State GOP sees SCOTUS pick as campaign issue

Republican Party of Minnesota chairwoman Jennifer Carnahan, along with U.S. Senate candidate Jim Newberger, left, and state attorney general candidate Doug Wardlow, called on Democrats to back President Trump’s supreme court nominee. Tim Pugmire | MPR News

Minnesota Republicans are pressing the state’s two Democratic U.S. Senators, Amy Klobuchar and Tina Smith, to back President Trump’s latest Supreme Court pick.

With both those Senate seats on the ballot this year, GOP leaders say they plan to make the confirmation of Brett Kavanaugh to the nation’s highest court a major campaign issue in Minnesota.

State Republican chair Jennifer Carnahan praised Kavanaugh in a news conference Tuesday as an experienced judge who will uphold the Constitution with an open-minded approach. Carnahan said resistance to the nomination from Democrats could help Republican candidates this fall.

“If the Senate Democrats out of Minnesota, Sen. Klobuchar and Sen. Smith, stand in the way of this and obstruct and play partisan politics and don’t do what’s in the best interest of the country, I think this will negatively impact as they head into the primary and the general election in November.”

Jim Newberger, the GOP-endorsed candidate challenging Klobuchar, also criticized Democrats for not supporting the president’s nominee. He accused them of using the abortion issue and the possibility of the court overturning Roe v. Wade for political gain.

“Abortion certainly seems to be a litmus test for the left, and they’re using this to fan the flames to make more money for their campaigns,” Newberger said.

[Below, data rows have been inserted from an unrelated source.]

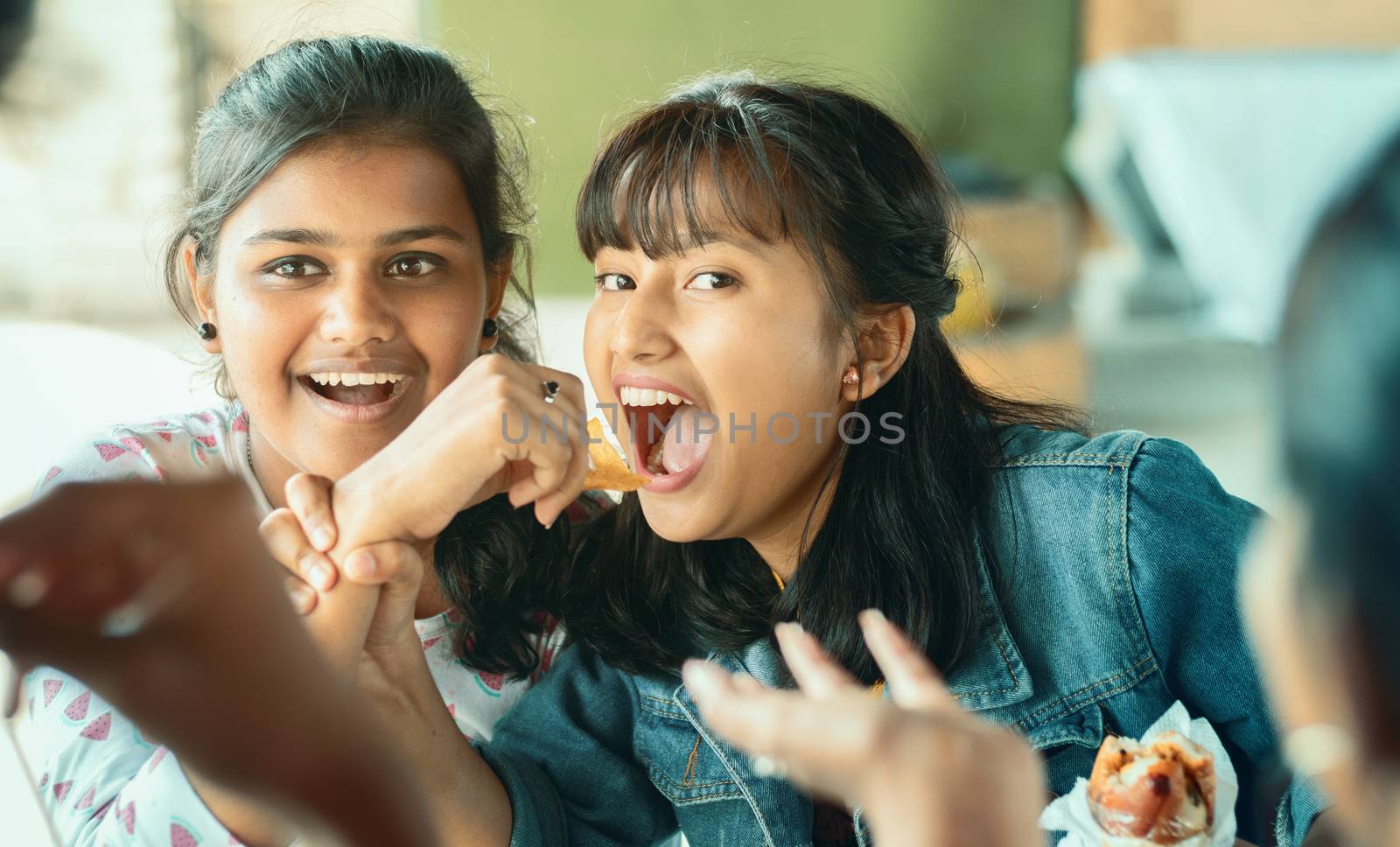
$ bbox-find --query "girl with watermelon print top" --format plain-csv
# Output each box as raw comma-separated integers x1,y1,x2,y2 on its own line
11,38,597,844
273,74,1326,847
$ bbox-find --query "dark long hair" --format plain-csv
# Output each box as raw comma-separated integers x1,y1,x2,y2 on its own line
165,37,556,676
564,74,1080,682
1279,138,1400,704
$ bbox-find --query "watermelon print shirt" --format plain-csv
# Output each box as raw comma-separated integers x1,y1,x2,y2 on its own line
17,404,570,847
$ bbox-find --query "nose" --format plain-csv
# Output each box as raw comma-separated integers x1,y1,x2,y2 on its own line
607,276,675,361
320,269,395,347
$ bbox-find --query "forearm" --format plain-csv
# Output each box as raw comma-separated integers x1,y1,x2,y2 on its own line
180,763,297,847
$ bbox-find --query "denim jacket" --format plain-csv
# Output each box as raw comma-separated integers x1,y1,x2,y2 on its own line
481,427,1323,847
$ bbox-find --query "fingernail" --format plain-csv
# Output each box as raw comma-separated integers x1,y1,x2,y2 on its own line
346,550,378,579
681,660,724,700
289,585,317,612
310,562,336,591
5,567,49,609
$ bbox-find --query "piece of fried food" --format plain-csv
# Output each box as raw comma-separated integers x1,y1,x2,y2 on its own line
1089,732,1215,844
584,417,649,492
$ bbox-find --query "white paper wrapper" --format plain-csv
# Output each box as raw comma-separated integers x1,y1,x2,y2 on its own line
1040,703,1239,847
588,411,632,467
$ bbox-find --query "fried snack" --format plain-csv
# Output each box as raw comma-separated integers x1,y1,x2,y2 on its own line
1089,731,1215,844
584,417,649,492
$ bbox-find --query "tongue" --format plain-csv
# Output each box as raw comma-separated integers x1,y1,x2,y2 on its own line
322,382,394,406
661,406,714,473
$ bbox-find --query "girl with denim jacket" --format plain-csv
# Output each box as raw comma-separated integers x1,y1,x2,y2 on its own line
273,75,1321,847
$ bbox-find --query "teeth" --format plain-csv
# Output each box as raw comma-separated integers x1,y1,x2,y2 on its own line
306,371,404,385
618,385,695,406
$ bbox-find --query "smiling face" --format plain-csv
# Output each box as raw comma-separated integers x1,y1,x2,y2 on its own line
584,231,850,557
186,140,506,501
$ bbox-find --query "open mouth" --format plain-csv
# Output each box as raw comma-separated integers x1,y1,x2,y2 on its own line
297,373,406,406
618,385,717,478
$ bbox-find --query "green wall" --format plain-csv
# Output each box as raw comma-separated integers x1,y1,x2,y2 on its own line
424,0,1078,297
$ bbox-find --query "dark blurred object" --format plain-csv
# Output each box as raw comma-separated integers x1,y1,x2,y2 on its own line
1081,0,1400,63
0,0,33,80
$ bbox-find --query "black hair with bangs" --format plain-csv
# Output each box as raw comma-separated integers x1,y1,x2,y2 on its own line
562,74,1082,682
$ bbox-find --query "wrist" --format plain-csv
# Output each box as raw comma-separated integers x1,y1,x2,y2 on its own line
331,470,404,549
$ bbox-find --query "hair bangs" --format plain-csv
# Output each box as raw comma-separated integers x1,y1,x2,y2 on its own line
577,103,793,261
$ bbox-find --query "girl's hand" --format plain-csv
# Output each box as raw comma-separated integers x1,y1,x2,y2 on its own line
261,474,509,842
684,611,1046,847
339,355,588,540
257,473,425,649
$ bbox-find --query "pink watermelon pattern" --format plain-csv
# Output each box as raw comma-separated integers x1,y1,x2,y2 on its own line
79,711,112,740
93,441,126,462
476,670,506,697
171,821,199,847
63,691,93,721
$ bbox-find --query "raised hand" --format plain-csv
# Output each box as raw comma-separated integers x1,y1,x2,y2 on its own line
0,480,437,844
684,611,1046,847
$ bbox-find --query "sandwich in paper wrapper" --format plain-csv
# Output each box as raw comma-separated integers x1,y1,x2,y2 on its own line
1040,703,1239,847
584,417,648,492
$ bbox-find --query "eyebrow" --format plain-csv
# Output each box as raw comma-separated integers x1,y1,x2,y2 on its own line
243,228,336,247
243,224,467,247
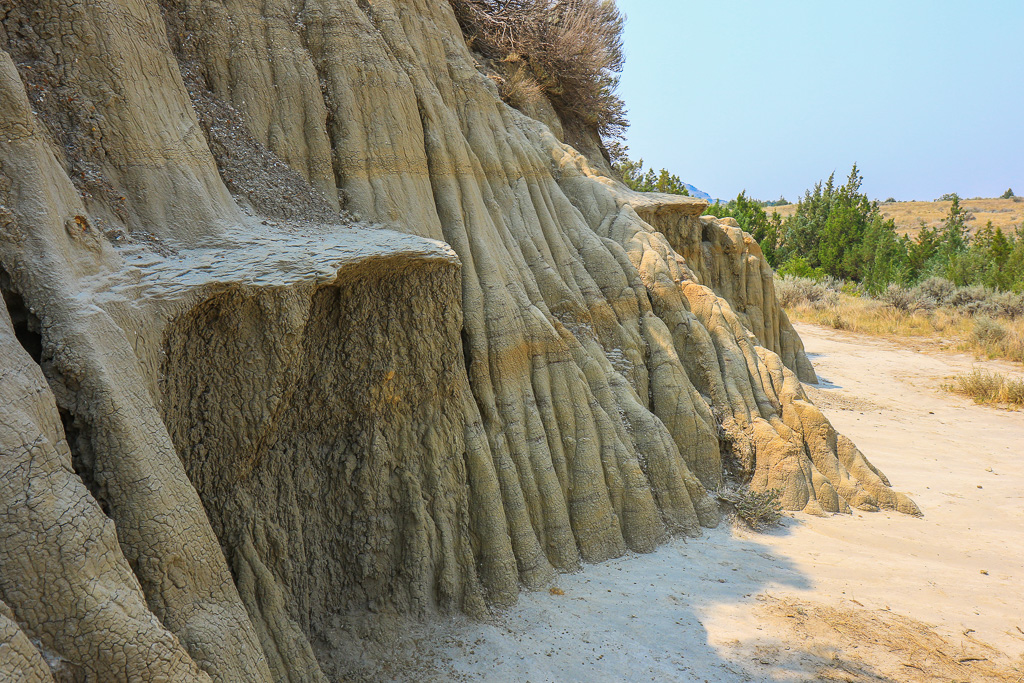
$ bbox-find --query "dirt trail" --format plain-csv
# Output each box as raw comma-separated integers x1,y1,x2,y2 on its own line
398,325,1024,683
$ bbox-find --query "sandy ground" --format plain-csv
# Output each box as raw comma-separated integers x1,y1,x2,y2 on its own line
385,325,1024,683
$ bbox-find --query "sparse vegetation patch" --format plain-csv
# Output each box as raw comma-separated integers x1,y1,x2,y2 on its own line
449,0,628,140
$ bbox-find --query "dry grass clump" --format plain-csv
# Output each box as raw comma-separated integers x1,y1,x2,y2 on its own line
775,278,839,309
718,487,782,531
942,370,1024,408
449,0,627,138
775,278,1024,362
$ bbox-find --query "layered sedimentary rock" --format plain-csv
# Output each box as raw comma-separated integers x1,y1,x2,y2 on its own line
0,0,916,681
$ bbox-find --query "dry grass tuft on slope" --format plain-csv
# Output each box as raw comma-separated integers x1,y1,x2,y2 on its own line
942,369,1024,408
765,197,1024,238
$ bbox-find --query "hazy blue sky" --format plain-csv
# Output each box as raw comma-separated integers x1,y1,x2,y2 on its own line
618,0,1024,201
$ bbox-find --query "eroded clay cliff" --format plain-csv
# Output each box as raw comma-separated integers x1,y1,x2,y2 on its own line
0,0,916,681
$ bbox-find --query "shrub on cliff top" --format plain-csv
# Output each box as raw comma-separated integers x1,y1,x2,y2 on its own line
449,0,628,139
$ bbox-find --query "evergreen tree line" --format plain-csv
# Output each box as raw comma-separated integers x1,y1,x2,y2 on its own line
707,164,1024,294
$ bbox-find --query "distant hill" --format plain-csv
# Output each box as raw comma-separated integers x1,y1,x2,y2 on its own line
683,182,729,204
765,196,1024,238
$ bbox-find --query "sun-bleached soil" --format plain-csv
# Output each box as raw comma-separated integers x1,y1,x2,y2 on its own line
381,325,1024,683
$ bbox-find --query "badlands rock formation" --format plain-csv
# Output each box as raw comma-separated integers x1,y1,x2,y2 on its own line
0,0,916,681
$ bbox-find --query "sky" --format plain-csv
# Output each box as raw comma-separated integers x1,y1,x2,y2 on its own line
617,0,1024,201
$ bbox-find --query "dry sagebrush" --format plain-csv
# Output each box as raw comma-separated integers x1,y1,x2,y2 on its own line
449,0,627,139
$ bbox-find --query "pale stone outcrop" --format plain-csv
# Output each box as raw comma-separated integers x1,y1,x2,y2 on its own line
0,0,916,681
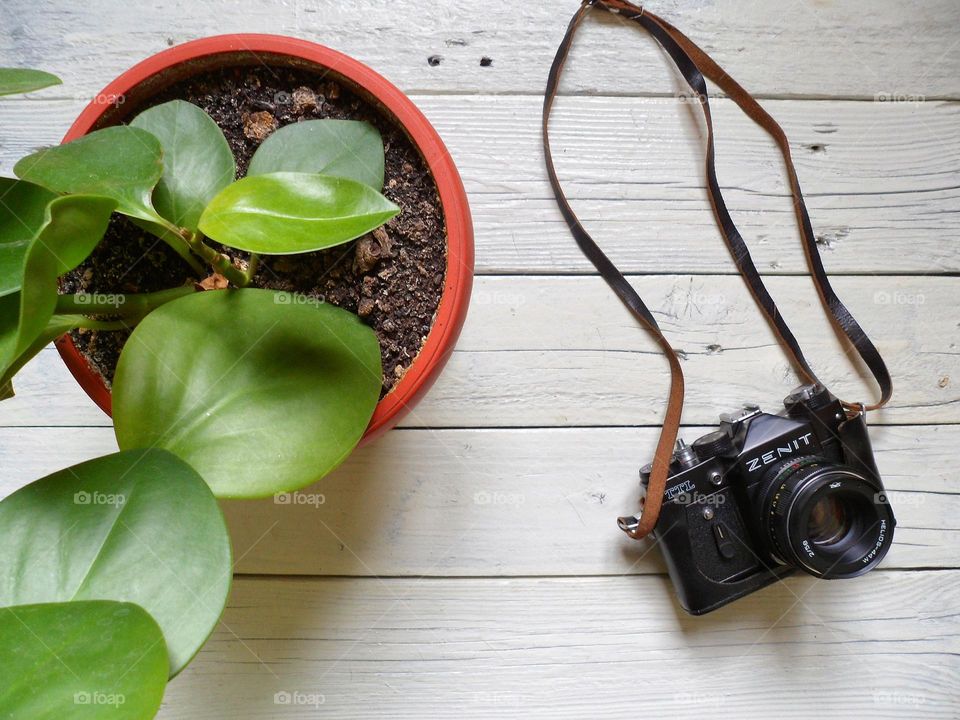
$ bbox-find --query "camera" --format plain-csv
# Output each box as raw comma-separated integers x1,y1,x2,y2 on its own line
621,384,896,615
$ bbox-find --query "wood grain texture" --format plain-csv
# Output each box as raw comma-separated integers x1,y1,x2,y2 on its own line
0,0,960,98
0,0,960,720
0,95,960,274
0,425,960,577
0,275,960,427
154,571,960,720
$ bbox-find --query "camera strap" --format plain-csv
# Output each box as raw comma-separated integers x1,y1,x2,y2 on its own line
543,0,893,539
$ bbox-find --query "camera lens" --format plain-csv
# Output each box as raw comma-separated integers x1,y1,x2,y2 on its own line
761,457,895,578
807,495,852,545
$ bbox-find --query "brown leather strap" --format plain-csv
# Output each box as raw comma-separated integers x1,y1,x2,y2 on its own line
543,0,893,538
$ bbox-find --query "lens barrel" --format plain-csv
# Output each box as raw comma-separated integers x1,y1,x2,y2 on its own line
760,456,896,578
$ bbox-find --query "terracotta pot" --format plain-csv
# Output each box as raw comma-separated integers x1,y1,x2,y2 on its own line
56,34,473,442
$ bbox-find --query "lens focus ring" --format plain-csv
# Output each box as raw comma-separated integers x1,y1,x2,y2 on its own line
761,456,895,578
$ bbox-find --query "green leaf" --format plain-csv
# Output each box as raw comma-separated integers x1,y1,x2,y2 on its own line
0,449,232,674
0,178,57,297
113,289,382,497
0,600,167,720
0,314,84,400
200,172,400,255
0,68,62,95
0,195,116,377
247,120,383,190
13,126,166,224
130,100,237,230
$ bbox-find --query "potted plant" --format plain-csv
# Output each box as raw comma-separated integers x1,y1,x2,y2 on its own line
0,35,472,717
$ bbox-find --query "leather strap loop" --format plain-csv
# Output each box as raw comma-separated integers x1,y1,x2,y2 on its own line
543,0,893,538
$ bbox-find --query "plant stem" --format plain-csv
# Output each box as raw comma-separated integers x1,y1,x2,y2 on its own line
184,232,249,287
54,285,196,318
244,253,260,285
77,318,132,330
156,223,207,279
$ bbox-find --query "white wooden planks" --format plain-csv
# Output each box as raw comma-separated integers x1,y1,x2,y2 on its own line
0,94,960,274
0,275,960,427
152,571,960,720
0,425,960,577
0,0,960,98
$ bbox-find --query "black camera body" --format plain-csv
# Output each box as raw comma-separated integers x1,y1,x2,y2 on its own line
640,385,896,615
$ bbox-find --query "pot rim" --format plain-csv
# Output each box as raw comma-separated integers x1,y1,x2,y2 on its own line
56,33,473,443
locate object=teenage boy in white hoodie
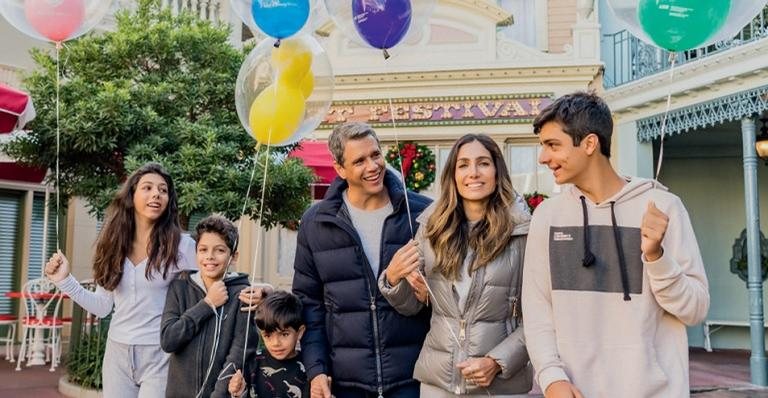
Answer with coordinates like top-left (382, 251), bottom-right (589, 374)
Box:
top-left (522, 92), bottom-right (709, 398)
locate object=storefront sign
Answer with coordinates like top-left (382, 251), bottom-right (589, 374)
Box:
top-left (320, 94), bottom-right (552, 128)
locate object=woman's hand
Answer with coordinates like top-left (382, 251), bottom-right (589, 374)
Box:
top-left (456, 357), bottom-right (501, 387)
top-left (228, 370), bottom-right (245, 397)
top-left (45, 250), bottom-right (69, 283)
top-left (385, 240), bottom-right (421, 286)
top-left (405, 270), bottom-right (429, 304)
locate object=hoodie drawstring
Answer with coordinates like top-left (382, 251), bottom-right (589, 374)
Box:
top-left (580, 195), bottom-right (595, 267)
top-left (612, 202), bottom-right (632, 301)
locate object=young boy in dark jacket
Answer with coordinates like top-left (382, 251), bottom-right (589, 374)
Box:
top-left (160, 216), bottom-right (258, 398)
top-left (229, 291), bottom-right (310, 398)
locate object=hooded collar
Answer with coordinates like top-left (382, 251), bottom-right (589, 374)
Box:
top-left (189, 271), bottom-right (247, 292)
top-left (563, 176), bottom-right (668, 207)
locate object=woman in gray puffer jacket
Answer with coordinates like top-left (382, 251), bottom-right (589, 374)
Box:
top-left (379, 134), bottom-right (533, 397)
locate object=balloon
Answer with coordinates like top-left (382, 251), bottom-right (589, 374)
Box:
top-left (299, 71), bottom-right (315, 99)
top-left (323, 0), bottom-right (437, 49)
top-left (352, 0), bottom-right (412, 50)
top-left (235, 35), bottom-right (334, 145)
top-left (0, 0), bottom-right (112, 43)
top-left (248, 83), bottom-right (304, 145)
top-left (272, 40), bottom-right (312, 82)
top-left (637, 0), bottom-right (731, 51)
top-left (608, 0), bottom-right (766, 51)
top-left (24, 0), bottom-right (85, 42)
top-left (251, 0), bottom-right (309, 39)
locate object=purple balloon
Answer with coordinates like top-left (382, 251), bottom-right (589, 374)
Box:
top-left (352, 0), bottom-right (413, 50)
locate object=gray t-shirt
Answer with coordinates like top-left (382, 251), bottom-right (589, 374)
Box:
top-left (342, 191), bottom-right (393, 278)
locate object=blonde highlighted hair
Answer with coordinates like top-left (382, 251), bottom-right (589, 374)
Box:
top-left (425, 134), bottom-right (521, 280)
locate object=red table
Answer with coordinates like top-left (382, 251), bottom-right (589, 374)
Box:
top-left (5, 292), bottom-right (69, 370)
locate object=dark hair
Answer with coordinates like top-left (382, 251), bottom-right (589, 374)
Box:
top-left (533, 91), bottom-right (613, 158)
top-left (328, 122), bottom-right (379, 166)
top-left (193, 214), bottom-right (239, 253)
top-left (93, 162), bottom-right (181, 290)
top-left (254, 290), bottom-right (304, 333)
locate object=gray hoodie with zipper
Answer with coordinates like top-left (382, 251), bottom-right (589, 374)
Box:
top-left (160, 271), bottom-right (259, 398)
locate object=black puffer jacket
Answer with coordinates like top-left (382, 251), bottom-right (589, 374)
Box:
top-left (293, 171), bottom-right (430, 393)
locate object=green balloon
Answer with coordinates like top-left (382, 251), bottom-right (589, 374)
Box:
top-left (637, 0), bottom-right (728, 51)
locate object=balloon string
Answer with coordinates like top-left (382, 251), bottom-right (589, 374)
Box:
top-left (384, 50), bottom-right (415, 239)
top-left (227, 142), bottom-right (261, 272)
top-left (242, 130), bottom-right (272, 369)
top-left (54, 41), bottom-right (61, 252)
top-left (653, 52), bottom-right (677, 186)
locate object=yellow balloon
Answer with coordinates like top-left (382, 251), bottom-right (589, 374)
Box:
top-left (272, 39), bottom-right (312, 85)
top-left (248, 83), bottom-right (305, 145)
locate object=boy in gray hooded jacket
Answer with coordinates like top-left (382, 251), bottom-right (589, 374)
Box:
top-left (160, 216), bottom-right (258, 398)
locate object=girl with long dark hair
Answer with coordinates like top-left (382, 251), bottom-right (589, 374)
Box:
top-left (45, 163), bottom-right (197, 398)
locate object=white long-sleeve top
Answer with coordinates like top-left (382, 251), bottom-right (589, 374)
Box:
top-left (57, 235), bottom-right (197, 345)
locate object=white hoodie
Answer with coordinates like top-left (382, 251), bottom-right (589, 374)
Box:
top-left (522, 178), bottom-right (709, 398)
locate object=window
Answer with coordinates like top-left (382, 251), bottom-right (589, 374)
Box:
top-left (0, 191), bottom-right (22, 314)
top-left (27, 192), bottom-right (60, 280)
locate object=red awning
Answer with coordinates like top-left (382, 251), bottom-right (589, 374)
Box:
top-left (0, 83), bottom-right (45, 184)
top-left (288, 141), bottom-right (336, 184)
top-left (288, 141), bottom-right (336, 200)
top-left (0, 83), bottom-right (35, 134)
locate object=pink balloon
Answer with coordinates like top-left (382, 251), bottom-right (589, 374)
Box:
top-left (24, 0), bottom-right (85, 42)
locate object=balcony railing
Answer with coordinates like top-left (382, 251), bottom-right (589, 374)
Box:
top-left (162, 0), bottom-right (228, 22)
top-left (604, 7), bottom-right (768, 88)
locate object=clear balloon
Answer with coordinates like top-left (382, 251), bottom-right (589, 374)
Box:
top-left (608, 0), bottom-right (766, 51)
top-left (235, 35), bottom-right (334, 146)
top-left (0, 0), bottom-right (112, 43)
top-left (323, 0), bottom-right (437, 49)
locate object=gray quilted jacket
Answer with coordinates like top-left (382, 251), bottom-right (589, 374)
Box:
top-left (379, 201), bottom-right (533, 395)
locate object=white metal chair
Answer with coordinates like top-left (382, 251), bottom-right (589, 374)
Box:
top-left (16, 278), bottom-right (64, 372)
top-left (0, 314), bottom-right (18, 362)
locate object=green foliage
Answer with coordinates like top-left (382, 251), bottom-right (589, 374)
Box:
top-left (67, 319), bottom-right (109, 390)
top-left (2, 0), bottom-right (314, 227)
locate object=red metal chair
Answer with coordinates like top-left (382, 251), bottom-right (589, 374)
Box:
top-left (16, 278), bottom-right (64, 372)
top-left (0, 314), bottom-right (18, 362)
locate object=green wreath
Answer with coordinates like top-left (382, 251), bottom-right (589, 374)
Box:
top-left (387, 141), bottom-right (437, 192)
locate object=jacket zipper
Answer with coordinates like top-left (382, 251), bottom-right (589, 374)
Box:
top-left (339, 205), bottom-right (395, 398)
top-left (371, 296), bottom-right (384, 398)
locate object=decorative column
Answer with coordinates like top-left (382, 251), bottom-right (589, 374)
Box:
top-left (573, 0), bottom-right (600, 59)
top-left (741, 118), bottom-right (768, 386)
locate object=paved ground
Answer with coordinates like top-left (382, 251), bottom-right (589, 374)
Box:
top-left (0, 348), bottom-right (768, 398)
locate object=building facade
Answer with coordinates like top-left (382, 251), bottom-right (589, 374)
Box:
top-left (599, 0), bottom-right (768, 349)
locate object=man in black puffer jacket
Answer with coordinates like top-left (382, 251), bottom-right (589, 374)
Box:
top-left (293, 123), bottom-right (430, 398)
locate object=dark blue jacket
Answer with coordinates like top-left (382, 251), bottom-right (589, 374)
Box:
top-left (293, 170), bottom-right (430, 393)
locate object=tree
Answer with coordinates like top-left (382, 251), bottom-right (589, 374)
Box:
top-left (3, 0), bottom-right (314, 227)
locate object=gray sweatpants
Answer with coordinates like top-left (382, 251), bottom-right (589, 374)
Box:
top-left (101, 340), bottom-right (170, 398)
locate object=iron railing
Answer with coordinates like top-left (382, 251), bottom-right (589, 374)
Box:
top-left (604, 7), bottom-right (768, 88)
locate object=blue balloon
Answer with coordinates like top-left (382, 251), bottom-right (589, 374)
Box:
top-left (352, 0), bottom-right (413, 50)
top-left (251, 0), bottom-right (309, 39)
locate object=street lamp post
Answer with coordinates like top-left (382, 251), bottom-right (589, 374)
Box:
top-left (741, 118), bottom-right (768, 386)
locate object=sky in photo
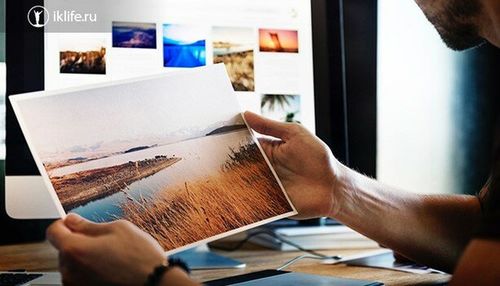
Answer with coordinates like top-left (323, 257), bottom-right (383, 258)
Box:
top-left (18, 65), bottom-right (241, 160)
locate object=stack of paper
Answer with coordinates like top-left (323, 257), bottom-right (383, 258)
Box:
top-left (250, 225), bottom-right (378, 251)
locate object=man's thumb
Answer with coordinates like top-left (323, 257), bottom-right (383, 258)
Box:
top-left (244, 111), bottom-right (293, 141)
top-left (64, 214), bottom-right (109, 235)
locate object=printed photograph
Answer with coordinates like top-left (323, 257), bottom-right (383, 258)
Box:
top-left (212, 27), bottom-right (256, 91)
top-left (59, 38), bottom-right (106, 74)
top-left (163, 24), bottom-right (208, 68)
top-left (260, 94), bottom-right (301, 123)
top-left (112, 22), bottom-right (156, 49)
top-left (14, 65), bottom-right (294, 251)
top-left (259, 29), bottom-right (299, 53)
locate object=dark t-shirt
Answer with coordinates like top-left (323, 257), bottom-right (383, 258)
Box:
top-left (479, 124), bottom-right (500, 239)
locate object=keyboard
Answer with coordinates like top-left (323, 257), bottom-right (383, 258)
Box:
top-left (0, 273), bottom-right (43, 286)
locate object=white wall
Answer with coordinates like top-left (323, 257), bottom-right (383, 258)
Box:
top-left (377, 0), bottom-right (454, 193)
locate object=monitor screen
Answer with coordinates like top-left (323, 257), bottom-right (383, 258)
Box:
top-left (44, 0), bottom-right (315, 132)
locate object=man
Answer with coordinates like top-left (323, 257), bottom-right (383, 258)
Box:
top-left (47, 0), bottom-right (500, 285)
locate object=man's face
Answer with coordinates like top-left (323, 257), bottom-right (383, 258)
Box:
top-left (416, 0), bottom-right (484, 51)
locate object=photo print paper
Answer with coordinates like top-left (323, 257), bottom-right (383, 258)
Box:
top-left (10, 65), bottom-right (296, 253)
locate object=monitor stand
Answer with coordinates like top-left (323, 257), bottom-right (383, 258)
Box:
top-left (5, 176), bottom-right (246, 270)
top-left (170, 244), bottom-right (246, 270)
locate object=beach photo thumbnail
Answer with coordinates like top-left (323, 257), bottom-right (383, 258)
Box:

Klobuchar responded to the nomination on Twitter saying she has “serious concerns” about Kavanaugh, including his views on health care and separation of power issues. She also said he “went out of his way to dissent against net neutrality.”

Prior to the announcement, Klobuchar said in an email to supporters that the Senate should reject “any ideological candidate.”

Smith expressed disappointment with the nomination.

“I had hoped that the president would appoint a consensus justice, a person ready to protect the rights of all Americans over special interests and groups driven by political ideology,” Smith said. “But make no mistake, Judge Kavanaugh will not be that justice.”